Back home, I read for a while, meaning to remain awake. I wanted to stay up until at least 9. At 4, I started to watch TiVo'd "Daily Show" from Monday night. Realizing I was nodding off, I went upstairs to lie down.
I woke up and looked at my watch. It was 5:30. Ah! I'd slept through the night, in my clothes, in my makeup, without even lowering the blinds. That's never happened. It's still dark out, and I feel great, pleased with myself that I'd slept so long, ready to have some coffee, check out the NYT, and prep my 11 am class. And I'd been looking forward to watching "Amercian Idol" last night. Now, there will be two episodes for Wednesday night.

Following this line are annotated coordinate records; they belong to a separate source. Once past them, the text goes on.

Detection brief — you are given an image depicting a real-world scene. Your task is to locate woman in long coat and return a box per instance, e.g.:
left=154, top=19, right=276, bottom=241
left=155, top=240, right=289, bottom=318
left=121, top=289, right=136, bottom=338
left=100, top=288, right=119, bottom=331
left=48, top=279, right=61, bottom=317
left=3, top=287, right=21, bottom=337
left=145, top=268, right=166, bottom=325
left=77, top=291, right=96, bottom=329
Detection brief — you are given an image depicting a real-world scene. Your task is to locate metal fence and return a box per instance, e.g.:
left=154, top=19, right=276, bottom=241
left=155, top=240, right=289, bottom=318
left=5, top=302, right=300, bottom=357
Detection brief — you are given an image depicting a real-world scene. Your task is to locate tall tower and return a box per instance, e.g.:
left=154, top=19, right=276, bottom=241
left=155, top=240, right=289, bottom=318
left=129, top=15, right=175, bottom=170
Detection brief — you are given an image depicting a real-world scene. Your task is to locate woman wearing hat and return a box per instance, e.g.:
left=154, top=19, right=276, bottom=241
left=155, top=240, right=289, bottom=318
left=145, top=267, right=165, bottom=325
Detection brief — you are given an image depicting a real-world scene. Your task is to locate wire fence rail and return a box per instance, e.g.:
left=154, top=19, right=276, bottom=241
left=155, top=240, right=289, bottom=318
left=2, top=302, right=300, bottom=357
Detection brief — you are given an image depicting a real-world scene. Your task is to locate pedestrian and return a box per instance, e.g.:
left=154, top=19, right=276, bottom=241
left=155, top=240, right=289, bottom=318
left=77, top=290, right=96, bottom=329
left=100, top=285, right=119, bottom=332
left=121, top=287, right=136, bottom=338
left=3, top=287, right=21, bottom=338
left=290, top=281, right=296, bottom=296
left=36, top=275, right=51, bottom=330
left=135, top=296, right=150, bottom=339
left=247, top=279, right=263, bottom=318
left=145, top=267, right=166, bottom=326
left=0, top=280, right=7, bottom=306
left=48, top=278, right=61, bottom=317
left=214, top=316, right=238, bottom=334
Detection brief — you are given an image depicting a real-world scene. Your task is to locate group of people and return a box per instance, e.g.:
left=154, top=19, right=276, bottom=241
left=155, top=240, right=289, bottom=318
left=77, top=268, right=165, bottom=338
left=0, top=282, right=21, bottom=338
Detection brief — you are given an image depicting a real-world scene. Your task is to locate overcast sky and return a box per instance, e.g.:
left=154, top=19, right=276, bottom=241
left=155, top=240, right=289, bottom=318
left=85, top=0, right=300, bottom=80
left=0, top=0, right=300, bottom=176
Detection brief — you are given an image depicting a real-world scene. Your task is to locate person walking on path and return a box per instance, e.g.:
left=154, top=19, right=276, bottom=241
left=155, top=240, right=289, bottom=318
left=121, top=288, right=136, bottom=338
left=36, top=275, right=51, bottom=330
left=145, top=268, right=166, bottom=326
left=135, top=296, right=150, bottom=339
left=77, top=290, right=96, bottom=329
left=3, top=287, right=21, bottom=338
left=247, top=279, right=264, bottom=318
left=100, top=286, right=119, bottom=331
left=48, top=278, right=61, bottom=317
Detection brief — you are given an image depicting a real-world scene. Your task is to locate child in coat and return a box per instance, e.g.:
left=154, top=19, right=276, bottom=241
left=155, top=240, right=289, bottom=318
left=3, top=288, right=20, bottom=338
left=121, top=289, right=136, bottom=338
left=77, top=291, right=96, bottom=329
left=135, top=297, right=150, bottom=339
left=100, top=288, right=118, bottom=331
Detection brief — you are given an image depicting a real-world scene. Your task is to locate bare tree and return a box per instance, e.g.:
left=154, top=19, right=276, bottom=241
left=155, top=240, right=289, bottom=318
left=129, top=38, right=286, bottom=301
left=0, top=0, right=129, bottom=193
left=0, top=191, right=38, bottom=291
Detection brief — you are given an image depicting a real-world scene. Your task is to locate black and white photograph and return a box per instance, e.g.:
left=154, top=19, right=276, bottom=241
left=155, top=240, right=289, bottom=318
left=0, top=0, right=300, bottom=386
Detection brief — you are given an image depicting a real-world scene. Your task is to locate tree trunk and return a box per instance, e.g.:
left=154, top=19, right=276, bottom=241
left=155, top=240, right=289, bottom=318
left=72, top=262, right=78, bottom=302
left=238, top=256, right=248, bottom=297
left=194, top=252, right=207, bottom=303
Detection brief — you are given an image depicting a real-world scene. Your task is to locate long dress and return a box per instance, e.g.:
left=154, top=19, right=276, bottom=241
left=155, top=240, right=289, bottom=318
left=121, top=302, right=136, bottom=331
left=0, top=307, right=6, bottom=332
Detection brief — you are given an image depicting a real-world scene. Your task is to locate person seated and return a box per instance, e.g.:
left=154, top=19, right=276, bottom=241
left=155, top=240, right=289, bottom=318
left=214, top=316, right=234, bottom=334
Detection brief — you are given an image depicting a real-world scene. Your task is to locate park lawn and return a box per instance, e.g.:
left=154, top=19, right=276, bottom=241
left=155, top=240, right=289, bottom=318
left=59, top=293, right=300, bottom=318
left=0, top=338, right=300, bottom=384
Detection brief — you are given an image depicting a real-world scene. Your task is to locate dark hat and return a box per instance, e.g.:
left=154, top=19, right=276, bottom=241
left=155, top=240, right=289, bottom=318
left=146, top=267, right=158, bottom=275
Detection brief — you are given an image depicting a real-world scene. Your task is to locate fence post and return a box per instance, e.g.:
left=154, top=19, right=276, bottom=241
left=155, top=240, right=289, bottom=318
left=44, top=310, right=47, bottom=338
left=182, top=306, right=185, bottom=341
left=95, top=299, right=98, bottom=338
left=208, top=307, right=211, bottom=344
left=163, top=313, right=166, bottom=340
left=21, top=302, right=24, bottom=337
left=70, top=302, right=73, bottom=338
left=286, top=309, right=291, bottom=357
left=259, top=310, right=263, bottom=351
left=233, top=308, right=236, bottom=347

The phone rings, and a man asks me if I would like to take a survey. I'm quite surprised. Who would do survey calls at 5:30 in the morning? "It's not a good time," I tell him. I pick up my Conlaw book and head downstairs. Wait a minute. Is it 5:30 in the morning or 5:30 at night? You can't tell from looking at the clock or from what it looks like outside or from the fact that it's news and not classical music on NPR right now. I genuinely do not know if it's 5:30 in the morning or 5:30 Tuesday night. Could it still be Tuesday? How do I find out? I open up my computer and look at the NYT homepage to see the date. It's the 25th. Tuesday night. I've only slept for an hour and a half on top of my previous night of two hours sleep, and I feel fine and ready to launch into a new day. How terribly strange! Now, I'll need to wind down, get to bed again in a few hours, and hope to create a sleepful night for myself.
How terribly odd! Time to fry up some meat not eggs, pour some wine not coffee, and settle in for an evening of "American Idol" and whatever the TiVo dragged in last night.